RETURN OF SVI – Dwane Casey didn’t appear inclined to tinker with his rotation after Saturday’s impressive 20-point win, but when Miami whittled its 19-point deficit to six early in the second quarter he made a move to Svi Mykhailiuk off the bench after Mykhailiuk didn’t enter Saturday’s win until the last two minutes with the game in hand. Mykhailiuk played five first-half minutes, cutting into the time of rookie Saddiq Bey. Bey threw an ill-advised pass in the first minute of the second quarter, one of two turnovers the Pistons committed on consecutive possessions that resulted in Miami transition 3-point baskets to halve a 12-point deficit. Bey didn’t play in the second half. Mykhailiuk didn’t score in his 13 minutes, but he made his mark in an outing that likely helps his case for staying in the rotation.
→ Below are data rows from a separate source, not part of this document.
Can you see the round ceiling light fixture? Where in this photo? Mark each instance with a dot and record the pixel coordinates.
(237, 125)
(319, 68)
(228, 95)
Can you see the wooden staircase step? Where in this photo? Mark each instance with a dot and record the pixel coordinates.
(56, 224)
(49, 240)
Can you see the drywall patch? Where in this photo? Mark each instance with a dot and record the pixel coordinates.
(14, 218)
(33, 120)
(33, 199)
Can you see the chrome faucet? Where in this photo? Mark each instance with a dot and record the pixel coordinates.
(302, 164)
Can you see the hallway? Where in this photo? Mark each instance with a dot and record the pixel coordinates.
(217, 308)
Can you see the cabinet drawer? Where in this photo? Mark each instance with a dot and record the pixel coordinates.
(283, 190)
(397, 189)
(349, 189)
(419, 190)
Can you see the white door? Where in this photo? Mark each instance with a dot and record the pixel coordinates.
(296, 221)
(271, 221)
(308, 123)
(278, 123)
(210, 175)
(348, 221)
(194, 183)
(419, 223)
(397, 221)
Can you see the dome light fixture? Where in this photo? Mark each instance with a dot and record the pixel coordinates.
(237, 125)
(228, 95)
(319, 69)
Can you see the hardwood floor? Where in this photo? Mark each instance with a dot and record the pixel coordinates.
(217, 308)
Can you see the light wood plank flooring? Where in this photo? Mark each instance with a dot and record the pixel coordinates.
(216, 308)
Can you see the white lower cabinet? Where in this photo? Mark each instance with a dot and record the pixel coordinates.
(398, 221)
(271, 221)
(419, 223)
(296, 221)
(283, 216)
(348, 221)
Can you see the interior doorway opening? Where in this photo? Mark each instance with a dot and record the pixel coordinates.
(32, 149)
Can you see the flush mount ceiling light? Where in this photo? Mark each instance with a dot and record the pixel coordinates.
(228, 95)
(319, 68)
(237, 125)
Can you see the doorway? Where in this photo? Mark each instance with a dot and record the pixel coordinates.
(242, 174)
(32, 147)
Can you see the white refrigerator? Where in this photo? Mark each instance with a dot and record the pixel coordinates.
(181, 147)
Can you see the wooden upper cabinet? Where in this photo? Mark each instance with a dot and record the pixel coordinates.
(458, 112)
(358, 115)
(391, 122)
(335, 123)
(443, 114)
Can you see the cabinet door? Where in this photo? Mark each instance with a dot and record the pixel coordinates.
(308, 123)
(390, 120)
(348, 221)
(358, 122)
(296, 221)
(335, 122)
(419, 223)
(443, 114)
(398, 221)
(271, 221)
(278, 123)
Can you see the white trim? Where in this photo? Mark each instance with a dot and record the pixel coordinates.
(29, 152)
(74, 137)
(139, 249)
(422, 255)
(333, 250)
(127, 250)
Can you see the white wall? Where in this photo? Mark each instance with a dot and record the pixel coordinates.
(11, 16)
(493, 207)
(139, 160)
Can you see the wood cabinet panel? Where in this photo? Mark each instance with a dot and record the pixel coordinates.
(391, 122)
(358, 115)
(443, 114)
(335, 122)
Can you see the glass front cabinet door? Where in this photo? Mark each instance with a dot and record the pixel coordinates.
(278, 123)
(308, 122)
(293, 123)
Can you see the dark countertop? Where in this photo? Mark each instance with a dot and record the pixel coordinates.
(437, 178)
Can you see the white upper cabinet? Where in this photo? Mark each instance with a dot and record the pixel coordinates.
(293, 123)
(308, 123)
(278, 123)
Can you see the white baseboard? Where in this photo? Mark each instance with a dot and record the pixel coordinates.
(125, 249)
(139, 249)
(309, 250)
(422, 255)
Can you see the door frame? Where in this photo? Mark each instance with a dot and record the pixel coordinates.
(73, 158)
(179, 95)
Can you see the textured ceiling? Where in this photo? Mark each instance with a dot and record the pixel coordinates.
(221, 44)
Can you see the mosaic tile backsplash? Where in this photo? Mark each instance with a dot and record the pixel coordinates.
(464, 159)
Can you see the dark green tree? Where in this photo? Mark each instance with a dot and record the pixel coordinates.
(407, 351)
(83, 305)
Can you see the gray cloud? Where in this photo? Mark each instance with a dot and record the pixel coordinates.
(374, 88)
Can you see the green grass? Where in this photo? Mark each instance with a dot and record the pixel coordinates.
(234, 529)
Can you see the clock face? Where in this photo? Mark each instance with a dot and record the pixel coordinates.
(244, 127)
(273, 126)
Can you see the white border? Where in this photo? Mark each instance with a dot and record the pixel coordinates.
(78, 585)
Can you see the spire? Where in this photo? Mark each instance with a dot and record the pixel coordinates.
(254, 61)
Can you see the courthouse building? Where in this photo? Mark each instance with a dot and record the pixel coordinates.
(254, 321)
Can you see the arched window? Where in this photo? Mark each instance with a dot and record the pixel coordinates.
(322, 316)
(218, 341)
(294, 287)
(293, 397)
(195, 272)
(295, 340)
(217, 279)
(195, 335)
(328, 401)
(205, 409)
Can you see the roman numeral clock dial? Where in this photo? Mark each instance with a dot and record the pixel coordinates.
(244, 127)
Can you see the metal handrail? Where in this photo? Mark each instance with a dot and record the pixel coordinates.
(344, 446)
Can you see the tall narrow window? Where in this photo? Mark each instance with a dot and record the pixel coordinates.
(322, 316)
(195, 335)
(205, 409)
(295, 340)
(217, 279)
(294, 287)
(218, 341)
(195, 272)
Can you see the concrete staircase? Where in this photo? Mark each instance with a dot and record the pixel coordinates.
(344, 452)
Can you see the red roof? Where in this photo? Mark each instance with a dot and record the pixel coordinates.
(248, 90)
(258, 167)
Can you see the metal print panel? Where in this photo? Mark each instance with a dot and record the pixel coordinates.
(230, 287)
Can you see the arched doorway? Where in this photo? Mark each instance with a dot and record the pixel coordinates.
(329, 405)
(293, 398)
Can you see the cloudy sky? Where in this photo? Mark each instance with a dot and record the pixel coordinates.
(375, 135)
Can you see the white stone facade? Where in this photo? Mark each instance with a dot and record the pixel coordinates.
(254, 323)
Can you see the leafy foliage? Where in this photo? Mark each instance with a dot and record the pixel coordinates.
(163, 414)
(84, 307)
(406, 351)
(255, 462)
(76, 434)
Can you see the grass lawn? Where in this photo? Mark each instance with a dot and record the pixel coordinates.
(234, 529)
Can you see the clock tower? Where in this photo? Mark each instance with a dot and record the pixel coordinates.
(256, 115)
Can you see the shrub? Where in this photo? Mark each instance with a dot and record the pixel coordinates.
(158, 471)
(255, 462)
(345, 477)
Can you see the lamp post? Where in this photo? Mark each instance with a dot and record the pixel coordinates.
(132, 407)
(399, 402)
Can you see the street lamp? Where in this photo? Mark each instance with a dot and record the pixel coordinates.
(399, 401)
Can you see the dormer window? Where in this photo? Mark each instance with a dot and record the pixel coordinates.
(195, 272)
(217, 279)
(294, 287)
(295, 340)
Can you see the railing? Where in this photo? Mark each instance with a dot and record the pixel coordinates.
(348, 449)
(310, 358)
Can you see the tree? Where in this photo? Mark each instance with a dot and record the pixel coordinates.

He drew a charge against Miami’s Kelly Olynyk, gave up an open 3-pointer to find Wayne Ellington for a better shot and drove the lane with the shot clock under five before dumping to Mason Plumlee for a dunk, those two baskets on consecutive possessions cutting Miami’s 10-point lead in half in the fourth quarter. He finished with four rebounds, four assists and two steals. It was also the second straight game that Casey gave all backup center minutes to rookie Isaiah Stewart. Stewart, coming off his first career double-double (10 points, 11 rebounds) in Saturday’s win, was scoreless with two rebounds in 12 minutes.

GUNSLINGERS – Wayne Ellington has moved into the Pistons starting lineup largely because Dwane Casey knows exactly what he’s going to get from Ellington – a willing and able 3-point shooter who is bound to pull defenses to his side of the floor and open offensive opportunities for others. Miami’s Duncan Robinson does the same for the Heat. Ellington finished with a season-high 24 points, taking 11 of his 12 shots from the 3-point arc and hitting seven of them. His other points came on free throws when he was fouled while shooting a triple. Robinson, the former University of Michigan gunner who began his college career at Division III Williams, took all nine of his shots from the 3-point line and drained six of them. He hit perhaps the biggest basket of the game with five minutes to play. With the Pistons trailing by four, Jerami Grant threw a lob in transition that Mason Plumlee couldn’t quite corral and his dunk attempt rattled out. The miss fueled a Miami transition three that Robinson converted. Instead of a two-point Miami lead with a Plumlee dunk, it turned into a seven-point lead. It was Robinson’s transition triples off of Pistons turnovers on consecutive possessions to start the second quarter that pulled Miami within six.